Kestane ağacının çubuğundan örülen, kendisine özgü özelliği ile gayet pratik, kullanışlı basit bir el taşıma aracı olan “Karamürsel sepeti’nin özelliği, ağaçtan toplanan yaş meyveyi zedelemeden kabına ulaştırmasıdır…
Üne kavuşması ise, Osmanlı padişahlarından Abdülaziz Han’ın bir seyahat için Hereke’deki “Av Köşkü”ne gelmesiyle ilgilidir…
“Tepsiye sığdıramadık!”
Sultan Abdülaziz Han’ın Hereke’ye geldiğini duyan Karamürsel eşrafı, padişaha âdet olduğu üzere bir hediye götürüp sunmaya karar verirler. Mevsimin yaz olması sebebiyle hediye olarak kirazı seçerler.
Padişahın huzuruna çıkacak olan kasaba temsilcileri, itina ile toplanan kirazları bir sepete doldurarak sandalla Hereke’ye geçerler.
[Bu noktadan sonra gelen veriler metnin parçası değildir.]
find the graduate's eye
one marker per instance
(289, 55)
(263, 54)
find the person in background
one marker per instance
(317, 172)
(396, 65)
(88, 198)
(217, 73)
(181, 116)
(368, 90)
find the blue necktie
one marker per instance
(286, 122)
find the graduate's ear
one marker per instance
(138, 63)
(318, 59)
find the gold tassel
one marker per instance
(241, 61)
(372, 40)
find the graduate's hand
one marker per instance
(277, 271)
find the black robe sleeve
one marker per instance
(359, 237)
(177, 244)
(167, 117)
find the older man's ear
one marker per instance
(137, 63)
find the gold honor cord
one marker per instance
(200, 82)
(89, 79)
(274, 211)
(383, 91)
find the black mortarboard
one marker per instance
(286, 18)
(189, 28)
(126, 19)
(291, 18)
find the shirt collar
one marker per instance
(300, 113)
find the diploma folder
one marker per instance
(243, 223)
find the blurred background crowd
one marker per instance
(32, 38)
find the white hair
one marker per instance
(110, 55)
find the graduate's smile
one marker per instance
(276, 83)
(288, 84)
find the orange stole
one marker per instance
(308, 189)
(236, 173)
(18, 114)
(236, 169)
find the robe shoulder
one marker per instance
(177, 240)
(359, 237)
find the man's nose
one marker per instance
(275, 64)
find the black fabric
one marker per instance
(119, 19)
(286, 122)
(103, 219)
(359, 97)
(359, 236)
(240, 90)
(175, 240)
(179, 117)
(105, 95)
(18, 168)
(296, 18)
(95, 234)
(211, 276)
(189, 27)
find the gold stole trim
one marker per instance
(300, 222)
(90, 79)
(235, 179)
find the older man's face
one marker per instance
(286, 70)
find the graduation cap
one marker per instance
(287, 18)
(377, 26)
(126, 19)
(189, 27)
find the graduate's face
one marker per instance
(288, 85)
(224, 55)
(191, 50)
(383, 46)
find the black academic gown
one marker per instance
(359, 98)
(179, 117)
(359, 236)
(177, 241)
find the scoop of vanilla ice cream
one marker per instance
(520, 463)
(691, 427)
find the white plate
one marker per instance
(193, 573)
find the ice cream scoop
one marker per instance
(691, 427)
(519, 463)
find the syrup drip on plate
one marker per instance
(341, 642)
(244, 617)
Padişahın huzuruna kabul edilirler ve hediye sepetini sunarlar… Oldukça değişik ve sade hediyeyi gören Abdülaziz Han, şaşkınlıkla hediye sepetini şöyle bir süzer. İçinde ne olduğunu merak etmekten kendini alamaz.
Derhal gümüş bir tepsi getirilir, sepetin içindekiler tepsiye boşaltılır. Tepsi kirazları almayınca, Abdülaziz Han hayretle şöyle mırıldanır: “Sepeti ufak tefek gördük amma, içindekini tepsiye sığdıramadık!”
“Ufak tefek gördün de!..”
İşte o gün bu gündür “Ufak tefek gördün de Karamürsel sepeti mi sandın” sözü söylenegelmiştir…
Bu sepetler İzmit tarafında hâlâ yapılmaktadır. Karamürsel’den Yalova’ya giden yol kenarlarındaki tezgahlarda da rastlayabilirsiniz.